L’arresto di Filippo Piritore (in foto) non è soltanto una notizia giudiziaria. È un atto politico, simbolico, morale. È il ritorno di un sospetto: che dentro lo Stato, accanto agli eroi che combatterono e morirono per la verità, ci furono anche coloro che la verità la nascosero, la distorsero, la cancellarono.

Oggi, a quarantacinque anni di distanza, quel guanto è diventato la misura di un fallimento collettivo. Un piccolo oggetto che racconta tutto: la paura di guardare in faccia i propri fantasmi, la tendenza a coprire gli errori, la vigliaccheria di chi sceglie l’oblio invece della giustizia.

Eppure, il nome di Piersanti Mattarella continua a essere pronunciato con rispetto. Ogni 6 gennaio, davanti alla lapide di via Libertà, si radunano cittadini, studenti, rappresentanti delle istituzioni. Anche il fratello Sergio, oggi presidente della Repubblica, è sempre lì, in silenzio, con lo sguardo basso e le mani giunte. Non servono parole.

La storia dell’omicidio Mattarella è la storia di un Paese che lotta da decenni con le proprie ombre. È la storia di una Sicilia che ha conosciuto uomini come Mattarella, La Torre, Dalla Chiesa, Chinnici, Falcone e Borsellino — e che ogni volta ha visto nascere la speranza e poi l’ha vista morire sotto i colpi della paura.

L’arresto di Filippo Piritore è solo l’ennesimo capitolo di questa lunga battaglia. Non riporterà indietro il tempo, non restituirà il guanto perduto, ma forse potrà servire a ricordarci che la verità non si prescrive. Che, anche dopo quarantacinque anni, la giustizia può bussare alla porta di chi pensava di essersi salvato.

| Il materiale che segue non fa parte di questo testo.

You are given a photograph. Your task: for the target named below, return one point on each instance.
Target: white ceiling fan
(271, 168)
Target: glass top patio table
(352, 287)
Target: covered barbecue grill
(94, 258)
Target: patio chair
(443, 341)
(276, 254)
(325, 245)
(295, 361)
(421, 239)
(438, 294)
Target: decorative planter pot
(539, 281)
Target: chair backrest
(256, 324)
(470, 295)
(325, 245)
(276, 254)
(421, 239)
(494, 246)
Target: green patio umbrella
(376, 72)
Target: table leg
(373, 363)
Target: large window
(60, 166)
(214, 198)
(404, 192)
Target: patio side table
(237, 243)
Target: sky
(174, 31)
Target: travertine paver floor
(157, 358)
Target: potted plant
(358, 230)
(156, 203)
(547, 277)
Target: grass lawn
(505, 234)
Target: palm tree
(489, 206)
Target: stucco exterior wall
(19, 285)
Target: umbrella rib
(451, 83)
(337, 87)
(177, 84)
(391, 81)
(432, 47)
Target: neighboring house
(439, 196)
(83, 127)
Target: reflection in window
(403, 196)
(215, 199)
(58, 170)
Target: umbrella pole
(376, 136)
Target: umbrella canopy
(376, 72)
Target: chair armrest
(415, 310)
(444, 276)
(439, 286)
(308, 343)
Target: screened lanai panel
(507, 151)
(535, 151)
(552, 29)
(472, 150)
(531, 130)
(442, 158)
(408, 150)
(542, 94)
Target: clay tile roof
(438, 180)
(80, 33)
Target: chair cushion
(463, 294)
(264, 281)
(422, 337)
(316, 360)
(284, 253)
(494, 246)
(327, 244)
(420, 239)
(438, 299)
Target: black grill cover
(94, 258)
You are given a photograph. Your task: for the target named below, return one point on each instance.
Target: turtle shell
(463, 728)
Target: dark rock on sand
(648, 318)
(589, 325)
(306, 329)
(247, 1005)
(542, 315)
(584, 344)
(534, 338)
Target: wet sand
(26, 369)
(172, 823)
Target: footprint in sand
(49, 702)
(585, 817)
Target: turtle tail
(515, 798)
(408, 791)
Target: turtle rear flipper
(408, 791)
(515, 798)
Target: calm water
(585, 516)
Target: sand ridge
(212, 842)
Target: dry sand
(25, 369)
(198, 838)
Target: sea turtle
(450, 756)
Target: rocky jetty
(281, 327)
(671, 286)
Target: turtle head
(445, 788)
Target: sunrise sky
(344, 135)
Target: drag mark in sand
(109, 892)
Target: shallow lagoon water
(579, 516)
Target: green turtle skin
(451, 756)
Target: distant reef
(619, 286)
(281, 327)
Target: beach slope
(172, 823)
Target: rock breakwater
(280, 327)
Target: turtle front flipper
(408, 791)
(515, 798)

E chissà, forse un giorno sapremo chi era quell’uomo che premette il grilletto, chi guidava la 127 bianca, chi ordinò di premere il silenzio su tutto. Fino ad allora, resterà soltanto un nome inciso nella memoria del Paese, un nome che continua a chiedere giustizia: Piersanti Mattarella, l’uomo che voleva dare alla Sicilia le carte in regola, e che per questo fu condannato a morte da chi le regole non le ha mai volute rispettare.